This project creates a data lake for US Immigration data in the year 2016. This data lake will be used for data analytics and BI purpose. Currently data is stored at S3. A data model with star schema will be designed and a ETL pipeline will be built to extract data from S3, clean up using Spark, and load back to S3 with Parquet format. And this processed data could be used to build SQL database.
The project follows the follow steps:
- Step 1: Scope the Project and Gather Data
- Step 2: Explore and Assess the Data
- Step 3: Define the Data Model
- Step 4: Run ETL to Model the Data
- Step 5: Complete Project Write Up
This project will create a data lake and clean up immigration, airport and demographics data collected from various sources, and load cleaned data back to S3 for a star schema database. This database could be used for data analyst to explore the relation among cities of US, point of entry and immigrant from different countries.

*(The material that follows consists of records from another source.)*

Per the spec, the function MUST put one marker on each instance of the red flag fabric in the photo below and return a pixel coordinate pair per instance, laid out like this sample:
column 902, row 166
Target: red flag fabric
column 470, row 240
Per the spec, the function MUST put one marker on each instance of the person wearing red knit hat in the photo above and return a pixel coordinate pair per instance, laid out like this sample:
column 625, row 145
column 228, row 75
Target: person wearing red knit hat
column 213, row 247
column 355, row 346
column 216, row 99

The main tools used in this project are Python, Pandas, Pyspark, SQL, S3, Airflow and Redshift.
-
I94 Immigration Data: This data comes from the US National Tourism and Trade Office.
-
Description:
Detailed description can be found at I94_SAS_Labels_Descriptions.SAS. This file contains descriptions for the I94 meta data. This data contains 12 files for 12 months immigration data in 2016. Each file with the size of 500Mb and roughly has 3 million rows. -
Sample:
-
cicid | i94yr | i94mon | i94cit | i94res | i94port | arrdate | i94mode | i94addr | depdate | i94bir | i94visa | count | dtadfile | visapost | occup | entdepa | entdepd | entdepu | matflag | biryear | dtaddto | gender | insnum | airline | admnum | fltno | visatype | |
---|---|---|---|---|---|---|---|---|---|---|---|---|---|---|---|---|---|---|---|---|---|---|---|---|---|---|---|---|
1397736 | 2.86358e+06 | 2016 | 4 | 689 | 689 | MIA | 20559 | 1 | FL | 20569 | 10 | 2 | 1 | 20160415 | SPL | nan | G | O | nan | M | 2006 | 10142016 | F | nan | JJ | 9.36397e+10 | 08094 | B2 |
997880 | 2.03818e+06 | 2016 | 4 | 245 | 245 | SFR | 20555 | 1 | CA | 20570 | 50 | 2 | 1 | 20160411 | SHG | nan | G | O | nan | M | 1966 | 10102016 | F | nan | MU | 9.32671e+10 | 00589 | B2 |
- U.S. City Demographic Data
- Description: This dataset contains information about the demographics of all US cities and census-designated places with a population greater or equal to 65,000. This data comes from the US Census Bureau's 2015 American Community Survey.
- Sample:
City | State | Median Age | Male Population | Female Population | Total Population | Number of Veterans | Foreign-born | Average Household Size | State Code | Race | Count | |
---|---|---|---|---|---|---|---|---|---|---|---|---|
629 | Arden-Arcade | California | 41.5 | 47596 | 48680 | 96276 | 6511 | 13458 | 2.18 | CA | White | 69369 |
1438 | Edmond | Oklahoma | 32.5 | 45191 | 44899 | 90090 | 5006 | 5585 |
-
- Description: This is a simple table of airport codes and corresponding cities.
- Sample
ident | type | name | elevation_ft | continent | iso_country | iso_region | municipality | gps_code | iata_code | local_code | coordinates | |
---|---|---|---|---|---|---|---|---|---|---|---|---|
1613 | 16Z | seaplane_base | Mc Grath Seaplane Base | 325 | nan | US | US-AK | Mcgrath | 16Z | nan | 16Z | -155.593002319, 62.9580001831 |
10090 | 9NC7 | small_airport | Willow Creek Airport | 572 | nan | US | US-NC | Mt Pleasant | 9NC7 | nan | 9NC7 | -80.44000244140625, 35.36970138549805 |
-
- Description: ISO 3166-1-alpha-2 English country names and code elements. This list states the country names (official short names in English) in alphabetical order as given in ISO 3166-1 and the corresponding ISO 3166-1-alpha-2 code elements. [ISO 3166-1].
- Sample
Name | Code | |
---|---|---|
0 | Afghanistan | AF |
1 | Åland Islands | AX |
Identify data quality issues, like missing values, duplicate data, etc.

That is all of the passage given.